薄く目を開きながら、その触れたばかりの唇を見つめながら。
「早いけれど、でも……したい」
そう、小さく小さく答えた。
「やっぱ、ヤバイ」
「あっ……ン……んっ」
見つめていた唇が動いて、俺なんかのことを可愛いと呟いて、反論する間もなく、今度は深くキスをした。
「……ン」
舌が差し込まれて、絡め取られて、くちゅりと甘い音がする、濃いキス。
「ン、あはっ……」
首筋にキスをされるとたまらなくくすぐったい。
「あっ」
けれど、そのくすぐったい中に、ゾクっとしたものが混ざってて、変な感じ。ほら、声だって。
「あっ……はっ、ン」
手が樋野に思わずしがみついたら、素肌だから少しびっくりしてしまった。びっくりして、触れた瞬間手を離したけれど、首筋にまたキスをされて、今度はちゃんとしがみついた。
「あ、あ、あっ」
くすぐったいけど気持ち良くて、どうしたらいいのかわからない手の置き所に戸惑ってた。戸惑ってるのが、この至近距離だとバレてしまうのかもしれない。目が合ったら、今日、すでに何度かしているキスを唇にくれながら、持参した家着を捲り上げられ、乳首を――。
「あ、あぁっ、あ、舌っ」
そこは、少しだけ知ってる。
「あっ、気持ち、いっ」
乳首は気持ちいいって、知ってる。でも、舌で舐めてもらうとこんなふうなのは、知らなかった。
「やぁ……ン」
舐められて、濡れるとこんなに気持ちいいなんて。ローションを指につけて自分で摘んだりするのと全然違う。
「あ、あ、あ、あっ……あっン」
コリコリってぷっくり膨れて硬く勃った乳首を舌先でもてあそばれるのは、たまらなく気持ちいい。
「最上さんの乳首、敏感ですね」
「ン、だって、舌、気持ちい……あ、あ、あっ」
吸われると、ぎゅっと切なくなった。
「やぁ……ん」
舌で転がすように上下に、左右に、嬲られるとたまらなくなった。
「あ、あ、あ、あ、それっ」
反対側は指でぎゅっと摘まれて、指で押し潰されて、指先にクリクリといじられて、感じて、蕩けてしまう。
「アッん」
「最上さん、声、エロい」
「あ、やだ……噛んじゃったらっ」
それは知らない快感。
「あ、やだやだ、これ、すごい気持ちいっ」
自分じゃ噛めないから。自分じゃ舐められないから。指しか、自分の指でしか気持ちよくなったことないから、たまらない。
「あ、樋野っ」
樋野にしてもらうのは、格別気持ちいい。
「指、挿れてもいいですか?」
「あ、ローションがカバンの」
恥ずかしいけれど、少しだけ期待して持ってきてたんだ。キスだけかもしれないけれど、そこから先もあり得るかもしれない。備えあれば憂なし、って言うから。だから。

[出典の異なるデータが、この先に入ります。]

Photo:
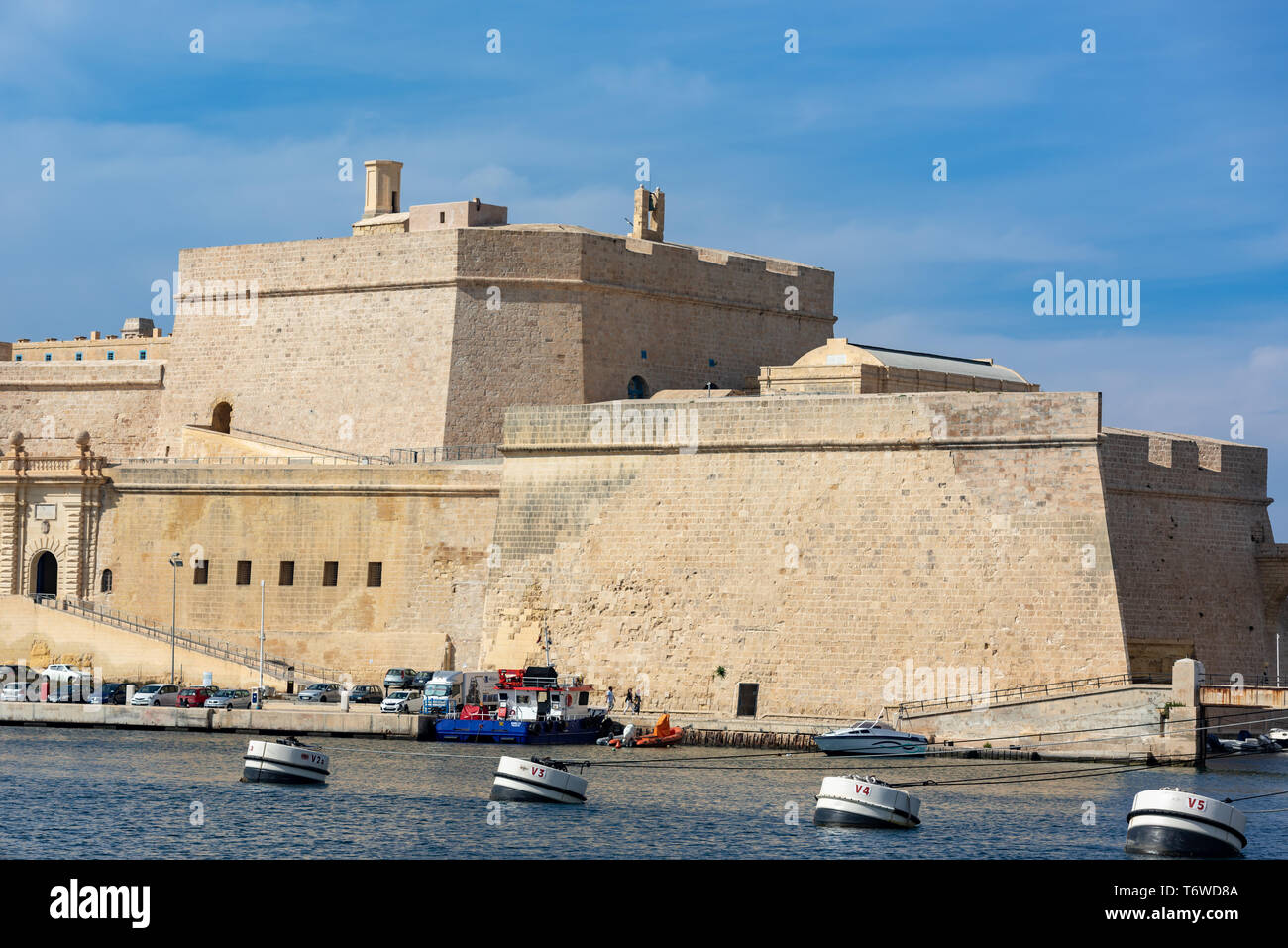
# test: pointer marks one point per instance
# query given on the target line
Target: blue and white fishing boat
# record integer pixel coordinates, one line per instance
(874, 738)
(533, 707)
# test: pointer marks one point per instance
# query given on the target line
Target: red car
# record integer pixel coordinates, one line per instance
(196, 697)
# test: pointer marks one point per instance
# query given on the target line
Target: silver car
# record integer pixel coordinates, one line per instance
(322, 693)
(228, 697)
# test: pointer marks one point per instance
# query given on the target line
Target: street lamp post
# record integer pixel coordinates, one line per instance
(262, 638)
(175, 562)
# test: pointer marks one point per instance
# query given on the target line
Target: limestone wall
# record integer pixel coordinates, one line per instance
(1188, 517)
(348, 346)
(429, 526)
(51, 402)
(806, 544)
(420, 339)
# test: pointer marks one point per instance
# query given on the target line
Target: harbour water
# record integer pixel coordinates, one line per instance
(99, 793)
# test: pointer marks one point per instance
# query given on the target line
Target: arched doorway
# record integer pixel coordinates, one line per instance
(47, 575)
(222, 417)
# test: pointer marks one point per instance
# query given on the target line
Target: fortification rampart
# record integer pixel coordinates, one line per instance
(1188, 518)
(425, 527)
(805, 545)
(51, 402)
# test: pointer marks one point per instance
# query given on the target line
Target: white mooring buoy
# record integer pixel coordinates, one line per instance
(864, 801)
(537, 781)
(1171, 822)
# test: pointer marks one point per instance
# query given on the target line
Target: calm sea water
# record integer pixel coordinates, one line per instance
(99, 793)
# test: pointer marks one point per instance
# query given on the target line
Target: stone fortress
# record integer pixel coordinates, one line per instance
(445, 436)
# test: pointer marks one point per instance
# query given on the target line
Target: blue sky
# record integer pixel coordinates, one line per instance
(1104, 165)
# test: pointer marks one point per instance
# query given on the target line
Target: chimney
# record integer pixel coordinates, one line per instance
(649, 214)
(384, 181)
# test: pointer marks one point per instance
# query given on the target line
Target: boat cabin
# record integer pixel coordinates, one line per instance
(536, 694)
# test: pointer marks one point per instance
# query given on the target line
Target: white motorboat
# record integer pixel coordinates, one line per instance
(1170, 822)
(864, 801)
(537, 781)
(284, 760)
(871, 738)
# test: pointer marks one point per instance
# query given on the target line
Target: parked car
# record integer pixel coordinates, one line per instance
(14, 690)
(366, 694)
(399, 678)
(322, 693)
(400, 702)
(156, 695)
(67, 683)
(228, 697)
(108, 693)
(196, 697)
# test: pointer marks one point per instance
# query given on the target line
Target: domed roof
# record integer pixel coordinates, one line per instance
(841, 352)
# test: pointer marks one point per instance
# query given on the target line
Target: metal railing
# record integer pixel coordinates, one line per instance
(189, 640)
(321, 449)
(240, 460)
(428, 455)
(1048, 689)
(445, 453)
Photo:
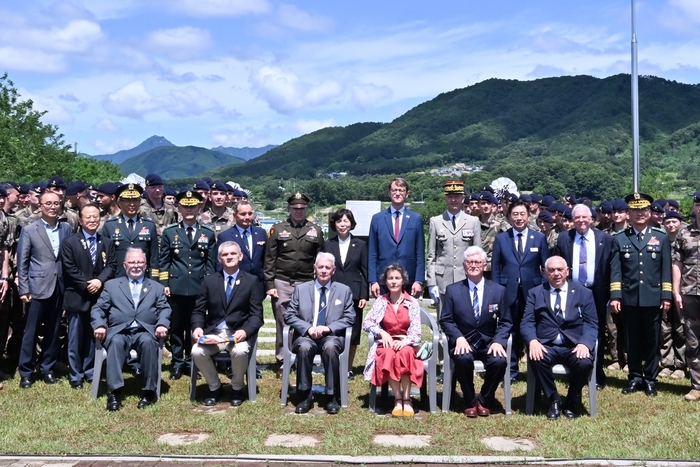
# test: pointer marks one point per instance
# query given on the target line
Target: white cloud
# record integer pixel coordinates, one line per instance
(180, 43)
(106, 125)
(134, 101)
(214, 8)
(295, 18)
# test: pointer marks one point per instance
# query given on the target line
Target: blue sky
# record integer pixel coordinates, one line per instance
(254, 72)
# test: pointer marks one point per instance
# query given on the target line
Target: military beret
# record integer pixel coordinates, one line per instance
(545, 216)
(189, 198)
(153, 180)
(108, 188)
(75, 187)
(605, 207)
(620, 205)
(201, 185)
(129, 191)
(56, 182)
(673, 215)
(298, 198)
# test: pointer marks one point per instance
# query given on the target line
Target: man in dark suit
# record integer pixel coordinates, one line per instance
(229, 304)
(250, 238)
(587, 253)
(88, 262)
(319, 313)
(476, 320)
(396, 236)
(187, 256)
(560, 325)
(517, 264)
(41, 288)
(641, 288)
(132, 312)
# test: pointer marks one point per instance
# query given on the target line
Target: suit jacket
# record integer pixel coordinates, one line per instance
(339, 315)
(446, 247)
(540, 321)
(509, 271)
(384, 250)
(353, 272)
(183, 263)
(603, 249)
(38, 268)
(252, 262)
(115, 311)
(78, 269)
(243, 311)
(457, 316)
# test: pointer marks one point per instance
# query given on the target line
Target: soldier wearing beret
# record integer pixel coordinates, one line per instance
(292, 246)
(640, 288)
(129, 230)
(154, 206)
(449, 236)
(187, 255)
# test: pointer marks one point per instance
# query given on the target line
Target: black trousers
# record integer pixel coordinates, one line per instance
(643, 325)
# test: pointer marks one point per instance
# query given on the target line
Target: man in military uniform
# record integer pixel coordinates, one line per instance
(187, 255)
(292, 246)
(640, 288)
(449, 236)
(129, 230)
(153, 205)
(219, 217)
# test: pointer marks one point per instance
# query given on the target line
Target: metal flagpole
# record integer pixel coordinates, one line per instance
(635, 104)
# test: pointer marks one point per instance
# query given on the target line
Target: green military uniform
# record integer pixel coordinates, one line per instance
(184, 262)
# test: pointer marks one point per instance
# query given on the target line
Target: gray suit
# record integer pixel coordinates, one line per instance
(40, 275)
(300, 317)
(115, 312)
(446, 247)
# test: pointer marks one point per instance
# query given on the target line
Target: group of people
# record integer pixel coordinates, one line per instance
(129, 268)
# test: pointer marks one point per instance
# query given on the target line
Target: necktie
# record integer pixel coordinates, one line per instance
(557, 306)
(321, 321)
(93, 250)
(229, 289)
(520, 246)
(397, 227)
(582, 260)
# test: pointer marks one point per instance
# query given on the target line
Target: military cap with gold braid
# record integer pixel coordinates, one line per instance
(189, 198)
(453, 187)
(129, 191)
(638, 200)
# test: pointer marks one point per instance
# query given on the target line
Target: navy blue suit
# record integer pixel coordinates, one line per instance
(580, 326)
(518, 276)
(384, 250)
(494, 325)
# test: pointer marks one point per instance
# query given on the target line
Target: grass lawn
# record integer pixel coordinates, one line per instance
(59, 420)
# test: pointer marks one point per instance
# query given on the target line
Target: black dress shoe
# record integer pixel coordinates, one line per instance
(554, 410)
(236, 397)
(633, 386)
(148, 398)
(113, 402)
(332, 407)
(305, 405)
(650, 389)
(49, 378)
(213, 397)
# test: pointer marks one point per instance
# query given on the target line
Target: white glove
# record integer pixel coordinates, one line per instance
(434, 293)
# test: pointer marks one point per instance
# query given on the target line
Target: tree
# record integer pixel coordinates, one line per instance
(31, 150)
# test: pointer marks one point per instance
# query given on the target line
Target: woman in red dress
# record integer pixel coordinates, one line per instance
(395, 323)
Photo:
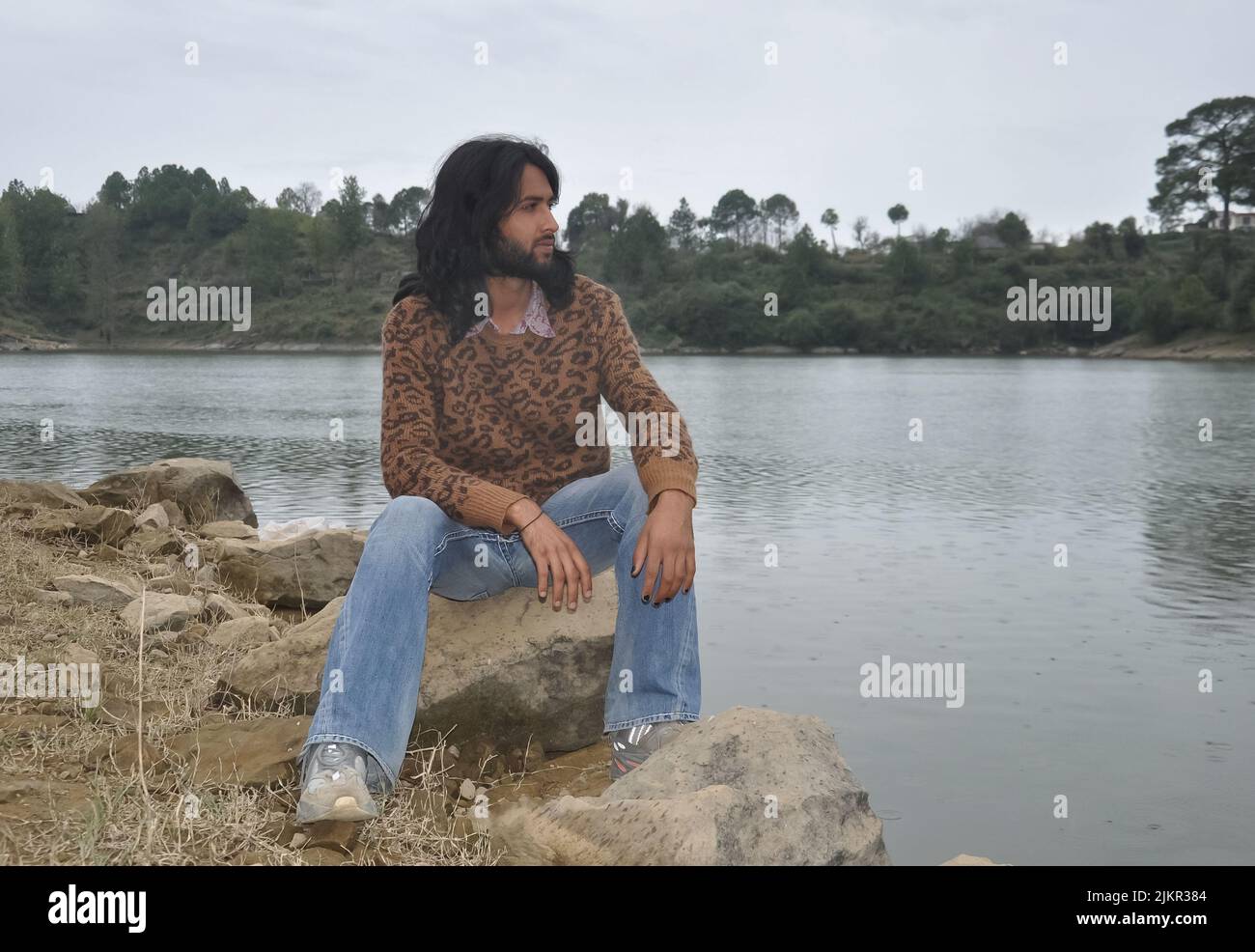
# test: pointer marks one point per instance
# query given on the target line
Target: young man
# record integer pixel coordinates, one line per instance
(496, 357)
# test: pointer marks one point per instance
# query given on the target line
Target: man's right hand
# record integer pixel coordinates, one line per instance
(553, 552)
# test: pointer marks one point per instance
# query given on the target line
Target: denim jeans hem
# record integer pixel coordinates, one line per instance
(653, 718)
(346, 739)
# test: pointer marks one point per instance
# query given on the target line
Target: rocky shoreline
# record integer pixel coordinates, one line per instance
(209, 644)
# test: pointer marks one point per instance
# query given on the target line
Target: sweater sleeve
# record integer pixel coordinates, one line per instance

「俺も持ってきてます。使わないかもしれないけどって思いつつ」
「あ」
「年下の奴なんてやっぱり無理って言われるかもって、思いつつ」
「そ、そんなこと言わない」
そこから先もあり得るかもしれないって、樋野が思ってくれてただけでも飛び上がりそうになるほど嬉しいのに。
「言わない、から、だから、指……」
「最上さん」
「ンっ……っ」
持参したローションを持って戻ってきた樋野がキスをしながら、俺をベッドに押し倒した。自分の家とは違う、少し跳ねる感じがするスプリングの強いベッドに沈んで、持参した家着の下を樋野が指先に引っ掛けてずり下げる。
「あっ……やだ、見ちゃ」
反応してるところを見られてる。
とろりと滴り落ちたローションで指を濡らした樋野に、胸を躍らせてるのもきっとバレてしまってる。
「あっ……」
恐る恐る開いた脚。
「あぁっ!」
孔に触れた指は自分のじゃないから。
「あ、あ、あっ……ン、ンンっ」
「っ」
「やぁっ……あ、あ、あ、樋野っ、樋野っ」
信じられないくらいに違うから。
「あ、ン、樋野の指、すごっ……あ、あ、あ」
信じられないくらいに格別な快楽だった。